7. The method according to claim 6, wherein calculating the motion difference between each of the sample predicted motion information and the corresponding tag motion information, updating the flight prediction model according to the motion difference, and obtaining the updated flight prediction model comprises: Acquiring expected termination time and a preset base number; calculating a time difference value between the expected termination time and the sample time corresponding to the sample prediction action information according to each piece of sample prediction action information, and taking the time difference value as an index of the preset base number at the corresponding sample time; determining a time weight corresponding to each sample prediction action information according to the preset base number and indexes corresponding to the preset base number at different sample moments; And calculating the action difference between each sample prediction action information and the corresponding label action information according to the time weight corresponding to each sample prediction action information, and updating the flight prediction model according to the action difference to obtain the updated flight prediction model.

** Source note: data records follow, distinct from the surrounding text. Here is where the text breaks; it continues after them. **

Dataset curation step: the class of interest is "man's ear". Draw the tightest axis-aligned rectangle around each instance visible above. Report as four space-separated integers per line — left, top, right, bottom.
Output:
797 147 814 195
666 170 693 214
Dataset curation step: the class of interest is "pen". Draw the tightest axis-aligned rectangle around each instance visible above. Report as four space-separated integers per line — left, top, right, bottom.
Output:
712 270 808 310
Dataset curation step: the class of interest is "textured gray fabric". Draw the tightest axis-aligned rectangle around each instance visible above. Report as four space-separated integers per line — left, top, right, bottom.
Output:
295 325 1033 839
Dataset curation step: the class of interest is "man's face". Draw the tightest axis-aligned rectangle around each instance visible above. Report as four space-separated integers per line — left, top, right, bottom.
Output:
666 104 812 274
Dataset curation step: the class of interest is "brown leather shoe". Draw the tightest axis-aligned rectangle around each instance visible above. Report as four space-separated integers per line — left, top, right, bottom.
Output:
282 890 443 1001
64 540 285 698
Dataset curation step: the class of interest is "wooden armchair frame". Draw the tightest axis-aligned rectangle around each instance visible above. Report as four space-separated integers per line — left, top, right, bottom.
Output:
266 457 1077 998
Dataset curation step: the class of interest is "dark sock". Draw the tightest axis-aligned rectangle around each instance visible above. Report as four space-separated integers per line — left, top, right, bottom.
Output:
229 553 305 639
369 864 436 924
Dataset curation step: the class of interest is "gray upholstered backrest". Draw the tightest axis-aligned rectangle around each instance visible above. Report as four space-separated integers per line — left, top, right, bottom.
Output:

8. A flight control device for an unmanned aerial vehicle, comprising: The first acquisition module is used for acquiring visual images acquired by the unmanned aerial vehicle at a plurality of moments and generating instruction texts corresponding to the visual images at each moment; the navigation intention information determining module is used for inputting the visual image and the corresponding instruction text at each moment into a visual language sub-model of a pre-trained flight prediction model and outputting navigation intention information corresponding to the unmanned aerial vehicle at each moment; The second acquisition module is used for acquiring current state information and current action information of the unmanned aerial vehicle at the current moment and taking navigation intention information at the current moment or navigation intention information at the moment closest to the current moment as target navigation intention information of the unmanned aerial vehicle; The target prediction module is used for inputting the current state information, the current action information and the target navigation intention information into an action prediction sub-model of the pre-trained flight prediction model, outputting predicted action information corresponding to the unmanned aerial vehicle, wherein the predicted action information is used for guiding the unmanned aerial vehicle to adjust subsequent flight actions, the visual language sub-model of the pre-trained flight prediction model and the action prediction sub-model of the pre-trained flight prediction model are used for processing input data in parallel, the pre-trained flight prediction model is obtained by training based on differences between predicted sample prediction action information and label action information, and the sample prediction action information is obtained by inputting sample state information corresponding to the unmanned aerial vehicle at a plurality of sample moments, sample action information, sample visual images and sample instruction texts corresponding to the sample visual images into the flight prediction model.
9. An electronic device comprising a memory storing a computer program and a processor implementing the method of flight control of the drone of any one of claims 1 to 7 when the computer program is executed by the processor.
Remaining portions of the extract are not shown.